\[ \newcommand{\desc}[1]{\langle #1 \rangle} \]

In this problem, we’ll walk through and complete a proof of Rice’s Theorem which was introduced in the reading.

Let \(P\) be a language whose strings are Turing machine descriptions that satisfy an arbitrary predicate \(f\), *i.e.*,

\[ P = \{\, \desc{M} \mid f(M) \,\} \]

(*Note*: throughout this lab, \(P\) will refer to this Turing machine, not the complexity class \(P\)!)

where \(f\) is a proposition ranging over Turing machine descriptions. For example, the following are propositions over a Turing machine, call it \(M\):

- \(L(M)\) is finite.
- \(M\) writes a
`$`

on its tape for some input.

Rice’s Theorem demands two properties are true about \(P\).

- \(P\) is non-trivial: there exists \(M_1\) and \(M_2\) such that \(\desc{M_1} \in P\) and \(\desc{M_2} \notin P\).
- \(P\) is a language property: if \(L(M_1) = L(M_2)\) then \(\desc{M_1} \in P \Leftrightarrow \desc{M_2} \in P\).

# Problem 1: Language Property Example

Let’s first check that we understand what we mean by “language property”.

Let:

\[ P = \{\, \desc{M} \mid \text{$M$ writes a `\$' on its tape for some input.} \,\}. \]

With your group, ultimately discuss and answer why \(P\) *does not* fulfill the definition of language property. Make sure to appeal to the above definition of language property in your argument.

# Problem 2: Core Reduction

Now let’s proceed with the core of the proof of Rice’s theorem. First we’ll complete the core reduction under a set of assumptions about our property \(P\). We’ll then discuss after the fact why these assumptions are sound given the constraints of Rice’s theorem.

Assume the following:

- There exists a TM \(T\) such that \(\desc{T} \in P\).
- Define the TM that rejects all strings to be \(T_{\emptyset}\). Assume that \(\desc{T_{\emptyset}} \notin P\).

Use \(T\) to construct a mapping reduction from \(A_\mathsf{TM}\) to \(P\). Keep in mind the following insights while constructing your mapping reduction:

- Your mapping construction, when given an input to \(A_\mathsf{TM}\) of the form \(\desc{M, w}\) should produce a TM \(\desc{M'}\) with the property that \(M\) accepts \(w\) iff \(\desc{M'} \in P\).
- Note that we have asserted that (a) a machine \(T\) exists that is in \(P\) and (b) the machine that rejects all strings \(T_\emptyset\) is not in \(P\). Use these as the targets for your mapping function as described in “Undecidable Proof Strategies” handout.

Once you have a candidate reduction, check your answer with the course staff.

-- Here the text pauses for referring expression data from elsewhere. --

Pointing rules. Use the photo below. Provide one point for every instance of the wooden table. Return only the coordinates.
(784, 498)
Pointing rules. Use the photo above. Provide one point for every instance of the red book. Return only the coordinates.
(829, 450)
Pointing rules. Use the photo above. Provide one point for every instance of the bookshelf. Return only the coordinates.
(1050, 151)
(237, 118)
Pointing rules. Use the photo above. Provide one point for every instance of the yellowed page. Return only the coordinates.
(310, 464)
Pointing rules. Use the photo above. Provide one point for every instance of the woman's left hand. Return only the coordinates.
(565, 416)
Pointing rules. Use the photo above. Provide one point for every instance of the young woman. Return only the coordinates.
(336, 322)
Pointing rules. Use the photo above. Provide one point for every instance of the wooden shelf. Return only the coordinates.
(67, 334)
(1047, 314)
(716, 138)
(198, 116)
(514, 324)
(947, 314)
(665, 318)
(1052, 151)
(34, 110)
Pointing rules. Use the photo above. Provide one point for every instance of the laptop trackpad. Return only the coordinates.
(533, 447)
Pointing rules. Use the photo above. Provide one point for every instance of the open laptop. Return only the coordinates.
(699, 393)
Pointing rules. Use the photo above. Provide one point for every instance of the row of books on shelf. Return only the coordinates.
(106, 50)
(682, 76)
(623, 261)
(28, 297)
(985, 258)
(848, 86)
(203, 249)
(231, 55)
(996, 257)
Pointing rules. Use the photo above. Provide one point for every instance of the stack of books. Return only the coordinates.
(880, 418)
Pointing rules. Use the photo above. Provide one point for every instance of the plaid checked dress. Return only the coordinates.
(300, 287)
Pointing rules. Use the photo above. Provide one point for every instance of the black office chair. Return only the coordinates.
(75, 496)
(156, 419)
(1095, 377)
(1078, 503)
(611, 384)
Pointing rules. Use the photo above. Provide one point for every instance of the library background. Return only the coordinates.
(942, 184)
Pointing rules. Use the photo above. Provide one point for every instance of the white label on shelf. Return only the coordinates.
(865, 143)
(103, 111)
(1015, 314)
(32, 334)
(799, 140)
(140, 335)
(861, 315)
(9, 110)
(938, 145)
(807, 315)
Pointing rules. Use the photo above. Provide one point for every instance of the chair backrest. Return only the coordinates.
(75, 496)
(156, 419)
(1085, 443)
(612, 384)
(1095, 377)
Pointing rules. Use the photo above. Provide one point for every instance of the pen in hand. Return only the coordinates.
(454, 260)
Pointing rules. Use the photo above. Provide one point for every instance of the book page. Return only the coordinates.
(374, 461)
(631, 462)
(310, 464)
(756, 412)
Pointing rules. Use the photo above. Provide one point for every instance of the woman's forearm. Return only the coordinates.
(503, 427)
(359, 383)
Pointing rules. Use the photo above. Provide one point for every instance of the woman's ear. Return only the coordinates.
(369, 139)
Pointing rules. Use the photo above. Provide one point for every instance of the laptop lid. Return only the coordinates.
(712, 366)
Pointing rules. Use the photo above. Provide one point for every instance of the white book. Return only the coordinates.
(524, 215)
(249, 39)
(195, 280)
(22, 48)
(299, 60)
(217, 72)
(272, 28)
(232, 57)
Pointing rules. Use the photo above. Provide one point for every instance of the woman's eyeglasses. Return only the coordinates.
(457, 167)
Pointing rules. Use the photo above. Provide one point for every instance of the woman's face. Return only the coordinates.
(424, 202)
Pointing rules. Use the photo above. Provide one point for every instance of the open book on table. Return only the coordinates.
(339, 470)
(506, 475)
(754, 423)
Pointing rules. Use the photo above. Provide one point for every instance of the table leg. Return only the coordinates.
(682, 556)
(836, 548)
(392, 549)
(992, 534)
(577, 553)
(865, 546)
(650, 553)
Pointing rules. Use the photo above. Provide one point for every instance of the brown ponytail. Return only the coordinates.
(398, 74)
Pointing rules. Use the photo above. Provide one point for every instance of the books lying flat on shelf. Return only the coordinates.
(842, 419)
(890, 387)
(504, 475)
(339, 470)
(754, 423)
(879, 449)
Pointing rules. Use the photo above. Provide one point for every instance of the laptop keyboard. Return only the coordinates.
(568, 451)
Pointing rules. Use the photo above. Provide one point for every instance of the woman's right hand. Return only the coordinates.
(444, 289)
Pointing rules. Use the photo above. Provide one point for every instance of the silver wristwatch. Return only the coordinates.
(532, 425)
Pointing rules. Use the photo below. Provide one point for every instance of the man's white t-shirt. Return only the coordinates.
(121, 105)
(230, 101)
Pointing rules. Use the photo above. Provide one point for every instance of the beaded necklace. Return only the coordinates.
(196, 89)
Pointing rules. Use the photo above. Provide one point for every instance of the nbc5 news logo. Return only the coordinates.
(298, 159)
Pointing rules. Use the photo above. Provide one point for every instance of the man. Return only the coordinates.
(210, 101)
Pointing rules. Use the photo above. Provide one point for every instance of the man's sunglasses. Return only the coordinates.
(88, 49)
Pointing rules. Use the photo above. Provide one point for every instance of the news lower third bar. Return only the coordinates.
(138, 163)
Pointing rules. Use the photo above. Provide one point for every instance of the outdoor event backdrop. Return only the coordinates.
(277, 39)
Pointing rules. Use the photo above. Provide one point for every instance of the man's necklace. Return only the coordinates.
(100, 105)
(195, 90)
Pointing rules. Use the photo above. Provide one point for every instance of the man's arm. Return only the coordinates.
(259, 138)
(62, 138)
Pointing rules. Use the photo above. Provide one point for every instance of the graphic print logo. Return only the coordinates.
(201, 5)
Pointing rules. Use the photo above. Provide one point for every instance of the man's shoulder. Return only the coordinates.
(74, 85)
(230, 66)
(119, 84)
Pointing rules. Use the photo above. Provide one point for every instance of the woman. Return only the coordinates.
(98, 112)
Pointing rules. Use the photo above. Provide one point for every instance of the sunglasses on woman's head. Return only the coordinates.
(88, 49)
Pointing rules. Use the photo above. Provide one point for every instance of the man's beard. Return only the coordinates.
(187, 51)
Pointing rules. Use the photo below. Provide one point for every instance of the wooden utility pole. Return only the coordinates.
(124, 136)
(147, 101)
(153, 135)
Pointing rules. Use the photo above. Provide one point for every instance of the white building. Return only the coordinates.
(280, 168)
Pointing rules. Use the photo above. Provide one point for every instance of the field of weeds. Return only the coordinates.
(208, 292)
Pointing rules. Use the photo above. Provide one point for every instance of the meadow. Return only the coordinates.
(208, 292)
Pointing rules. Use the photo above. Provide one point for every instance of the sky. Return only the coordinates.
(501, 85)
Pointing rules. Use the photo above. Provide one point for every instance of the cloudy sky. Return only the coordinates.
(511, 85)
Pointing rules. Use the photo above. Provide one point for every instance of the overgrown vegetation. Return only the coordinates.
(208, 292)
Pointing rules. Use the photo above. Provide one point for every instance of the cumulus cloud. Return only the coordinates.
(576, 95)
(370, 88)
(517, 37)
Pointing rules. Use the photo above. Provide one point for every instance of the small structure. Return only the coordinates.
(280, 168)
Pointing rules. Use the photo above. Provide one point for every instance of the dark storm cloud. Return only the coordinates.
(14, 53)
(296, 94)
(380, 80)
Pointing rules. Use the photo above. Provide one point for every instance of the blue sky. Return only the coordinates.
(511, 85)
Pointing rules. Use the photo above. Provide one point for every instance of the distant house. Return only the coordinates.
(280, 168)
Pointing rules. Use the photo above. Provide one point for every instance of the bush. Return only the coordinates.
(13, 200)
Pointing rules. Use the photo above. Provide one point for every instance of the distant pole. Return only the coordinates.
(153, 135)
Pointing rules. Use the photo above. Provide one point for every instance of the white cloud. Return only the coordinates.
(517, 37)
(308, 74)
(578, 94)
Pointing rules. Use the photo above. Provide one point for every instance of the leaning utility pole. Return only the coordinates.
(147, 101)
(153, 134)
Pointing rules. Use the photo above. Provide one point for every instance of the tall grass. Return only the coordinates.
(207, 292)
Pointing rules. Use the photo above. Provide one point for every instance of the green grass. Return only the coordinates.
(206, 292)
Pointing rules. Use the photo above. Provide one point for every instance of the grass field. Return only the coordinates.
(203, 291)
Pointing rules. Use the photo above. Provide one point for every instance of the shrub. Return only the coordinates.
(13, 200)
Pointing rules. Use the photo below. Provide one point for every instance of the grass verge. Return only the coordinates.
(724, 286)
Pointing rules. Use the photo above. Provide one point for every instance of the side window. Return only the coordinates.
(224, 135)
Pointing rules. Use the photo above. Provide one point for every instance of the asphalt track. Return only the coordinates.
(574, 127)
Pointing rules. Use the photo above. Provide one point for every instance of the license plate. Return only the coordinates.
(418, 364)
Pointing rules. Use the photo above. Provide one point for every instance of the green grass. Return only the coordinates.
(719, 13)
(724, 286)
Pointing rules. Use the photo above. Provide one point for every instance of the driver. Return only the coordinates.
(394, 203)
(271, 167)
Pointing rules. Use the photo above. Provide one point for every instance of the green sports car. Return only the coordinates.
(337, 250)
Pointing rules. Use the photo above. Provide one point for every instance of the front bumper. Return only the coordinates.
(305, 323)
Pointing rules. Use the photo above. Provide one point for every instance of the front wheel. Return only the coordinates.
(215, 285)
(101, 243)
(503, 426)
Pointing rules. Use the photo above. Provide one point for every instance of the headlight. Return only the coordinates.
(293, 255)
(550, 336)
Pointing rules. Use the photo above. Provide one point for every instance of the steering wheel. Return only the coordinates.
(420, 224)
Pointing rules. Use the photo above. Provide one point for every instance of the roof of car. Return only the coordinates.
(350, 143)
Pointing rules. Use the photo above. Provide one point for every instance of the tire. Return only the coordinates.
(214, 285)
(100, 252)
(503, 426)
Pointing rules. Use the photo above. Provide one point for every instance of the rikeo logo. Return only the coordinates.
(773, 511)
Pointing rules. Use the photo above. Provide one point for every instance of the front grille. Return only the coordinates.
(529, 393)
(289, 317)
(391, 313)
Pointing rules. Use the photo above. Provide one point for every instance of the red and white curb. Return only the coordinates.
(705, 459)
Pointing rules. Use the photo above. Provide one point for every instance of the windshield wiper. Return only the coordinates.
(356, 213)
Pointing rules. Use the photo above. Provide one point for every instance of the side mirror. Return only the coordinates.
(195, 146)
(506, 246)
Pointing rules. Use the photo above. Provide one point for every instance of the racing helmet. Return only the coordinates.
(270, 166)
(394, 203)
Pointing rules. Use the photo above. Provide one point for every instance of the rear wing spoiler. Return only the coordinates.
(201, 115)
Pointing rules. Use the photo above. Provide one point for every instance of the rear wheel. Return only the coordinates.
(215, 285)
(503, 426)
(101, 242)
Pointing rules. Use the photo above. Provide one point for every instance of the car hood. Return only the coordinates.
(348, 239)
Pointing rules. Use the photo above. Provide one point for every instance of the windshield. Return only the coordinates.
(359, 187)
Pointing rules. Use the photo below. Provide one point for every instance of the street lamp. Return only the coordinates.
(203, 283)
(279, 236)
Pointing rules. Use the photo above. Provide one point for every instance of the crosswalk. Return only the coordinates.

# Problem 3: The First Constraint

With the reduction completed, we need to show where the two constraints came from. Let’s briefly talk about the first constraint.

In a few sentences, explain why the constraints of Rice’s Theorem on \(P\) imply that there exists a TM \(T\) such that \(\desc{T} \in P\).

# Problem 4: The Final Fix-Up

The second constraint is really an assumption “without loss of generality”. In other words, even if \(T_\emptyset \in P\), we can still complete the proof with a little bit inconsequential fix-up to our proof. Note that we can’t simply work with \(T_\emptyset\) directly in this case because our mapping reduction will fail in a style similar to \(E_{TM}\). We instead need to do something else.

It turns out that the fix-up is to consider instead the complement of \(P\):

\[ \overline{P} = \{\, \desc{M} \mid \desc{M} \notin P \,\}. \]

The reduction above then holds, but shows that \(A_\mathsf{TM} \leq_m \overline{P}\) rather than \(P\).

Determine how a decider for \(\overline{P}\) could be used to create a decider for \(P\), allowing us to conclude that \(A_\mathsf{TM} \leq \overline{P}\) as well. Check your reasoning for this and the previous part with the course staff when you are done.